Things that were done particularly well IMO included: stressing the reasons for having/retaining sex categories; drawing analogies with age & weight categories in certain sports; mentioning the importance of menstruation [i'd have been tempted to also mention pregnancy, nursing, maybe menopause too]; mentioning the impact on livelihoods; stressing that choosing between sex categories is unique to male competitors.

Things that came across less well - some of the talk around around more esoteric anatomical differences between the sexes, e.g. even if the 'Q angle' stuff is important I think talk of it is best reserved for very technical audiences, it can come across as a little strange/quackish.
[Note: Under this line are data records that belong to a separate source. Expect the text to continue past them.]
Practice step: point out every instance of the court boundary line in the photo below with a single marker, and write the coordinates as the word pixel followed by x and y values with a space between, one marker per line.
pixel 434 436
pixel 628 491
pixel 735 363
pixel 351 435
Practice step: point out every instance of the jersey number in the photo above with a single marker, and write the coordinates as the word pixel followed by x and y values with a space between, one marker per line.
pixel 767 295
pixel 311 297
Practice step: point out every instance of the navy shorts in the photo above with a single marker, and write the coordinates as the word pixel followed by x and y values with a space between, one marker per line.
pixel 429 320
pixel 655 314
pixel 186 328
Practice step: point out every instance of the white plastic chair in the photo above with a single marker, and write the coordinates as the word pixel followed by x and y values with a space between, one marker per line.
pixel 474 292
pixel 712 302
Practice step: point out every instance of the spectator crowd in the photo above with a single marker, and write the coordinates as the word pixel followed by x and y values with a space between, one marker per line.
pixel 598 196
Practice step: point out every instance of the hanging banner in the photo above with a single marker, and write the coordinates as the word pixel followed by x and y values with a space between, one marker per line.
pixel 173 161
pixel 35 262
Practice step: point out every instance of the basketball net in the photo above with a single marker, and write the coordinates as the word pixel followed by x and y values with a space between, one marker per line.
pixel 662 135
I think I more or less liked her 'safety-fairness-inclusion' framework, exploiting the rhetorical power of three is never a bad idea, and it's absolutely right to put safety top, though she for me didn't do quite enough to really stress why fairness should come before inclusion. The other speaker was interesting in that she appeared to be tacitly acknowledging that therapy won't fully mitigate male advantages but intimating that she'd still want to argue the case anyway, it's relatively rare for trans rights campaigners to do this.

I think the single key argument, and in fairness SD started with it but for me maybe didn't return to it quite often enough, is that the whole point of, the whole reason for, women's sport, is to see how good it's possible for people to get without having been through male puberty. That's it, that's it's whole raison d'etre. Everything else flows from this. It's just like, say, the point of under-10's sport being to see how good it's possible for people to get before their 10th birthday; and the point of lightweight boxing is to see how good boxers can get without exceeding 61kg in bodyweight. Whilst it's true that a really exceptional under-10 athlete will beat almost all 11 year olds, and that a really exceptional lightweight boxer will beat nearly all middleweights, that's just not the point at all, neither point in any way invalidates the need for the distinct classes.
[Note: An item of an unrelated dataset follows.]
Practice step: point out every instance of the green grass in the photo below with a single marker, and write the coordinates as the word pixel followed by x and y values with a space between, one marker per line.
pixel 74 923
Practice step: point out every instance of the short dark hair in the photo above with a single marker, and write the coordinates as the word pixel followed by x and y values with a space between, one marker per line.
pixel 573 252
RoyalCorgi · 20/03/2023 16:31

You don't need all this esoteric stuff, do you? In the end, what it boils down to is:

Humans can't change sex.

Men shouldn't be in women's sports.

The End.

Datun · 20/03/2023 16:49

Inclusion as a concept in this particular context doesn't work. If you include males, you will be excluding females. Almost all of them, in fact. They will never break the record that he sets.

I think they have decided that the word inclusion is emotive, and that's why they are using it. As soon as you start questioning it, tho, it falls apart.
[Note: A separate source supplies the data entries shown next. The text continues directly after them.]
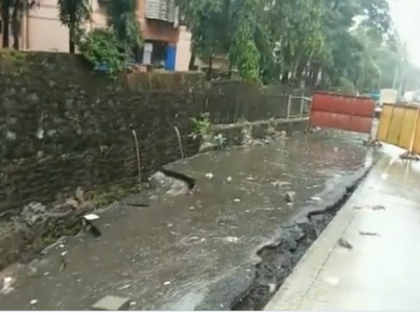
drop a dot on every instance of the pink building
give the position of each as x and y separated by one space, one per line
42 31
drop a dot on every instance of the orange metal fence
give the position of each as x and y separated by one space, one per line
399 125
343 112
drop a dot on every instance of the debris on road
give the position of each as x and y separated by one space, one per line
231 239
91 217
378 208
344 243
290 196
33 302
7 285
111 303
368 233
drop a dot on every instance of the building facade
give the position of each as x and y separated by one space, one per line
41 30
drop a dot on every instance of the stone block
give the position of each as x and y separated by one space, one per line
112 303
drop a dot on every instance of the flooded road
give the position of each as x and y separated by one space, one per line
189 252
381 221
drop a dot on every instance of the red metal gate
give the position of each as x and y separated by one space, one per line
343 112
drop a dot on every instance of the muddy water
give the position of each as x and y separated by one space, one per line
176 253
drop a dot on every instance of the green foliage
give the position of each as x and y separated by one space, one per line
201 126
123 21
73 14
12 60
102 49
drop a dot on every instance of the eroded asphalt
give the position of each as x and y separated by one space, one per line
381 222
189 252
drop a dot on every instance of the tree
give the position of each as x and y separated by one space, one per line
73 14
123 21
11 16
349 44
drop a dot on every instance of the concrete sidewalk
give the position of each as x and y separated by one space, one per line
382 271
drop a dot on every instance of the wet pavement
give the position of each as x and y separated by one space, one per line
189 252
381 272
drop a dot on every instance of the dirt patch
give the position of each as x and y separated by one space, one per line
279 257
24 235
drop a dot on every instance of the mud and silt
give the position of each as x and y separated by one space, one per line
196 251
And males are included, in male sport. And if they're not good enough because of the drugs they're taking, then they go lower down the league, just like anyone else. Or, start their own league.

musicalgymball · 20/03/2023 16:51

This reply has been withdrawn

This message has been withdrawn at the poster's request

musicalgymball · 20/03/2023 16:53

RoyalCorgi · 20/03/2023 16:31

You don't need all this esoteric stuff, do you? In the end, what it boils down to is:

Humans can't change sex.

Men shouldn't be in women's sports.

The End.

Well said.

Tootingbec · 20/03/2023 16:54

Fuck knows how Sharon kept her cool - she is so good at setting out the rational and emotional position for why male bodied athletes have no place in women's sport.

And I love love loved her take down of bloody Tom Daley.

Myaiminlife · 20/03/2023 16:55

I increasingly think it might need earth to be invaded by an alien species that are only a bit stronger and a bit faster than adult human males for some people to realise that competition isn't 'meaningful' if some of the competitors have a biological advantage.
Sport is all about fine margins and tiny advantages - the arguments about body suits in swimming and handlebar design in cycling happen because a tiny advantage can be the difference between winning and losing but women are supposed to put up and shut up when it comes male advantage. No amount of testosterone suppression will mitigate lung capacity, q angle or the dozens of other differences between male and female bodies and they won't touch the social expectations either.
If athletics can allow male bodies to compete against females when they don't acknowledge the fastest marathon time because it used new trainer technology they are utter hypocrites.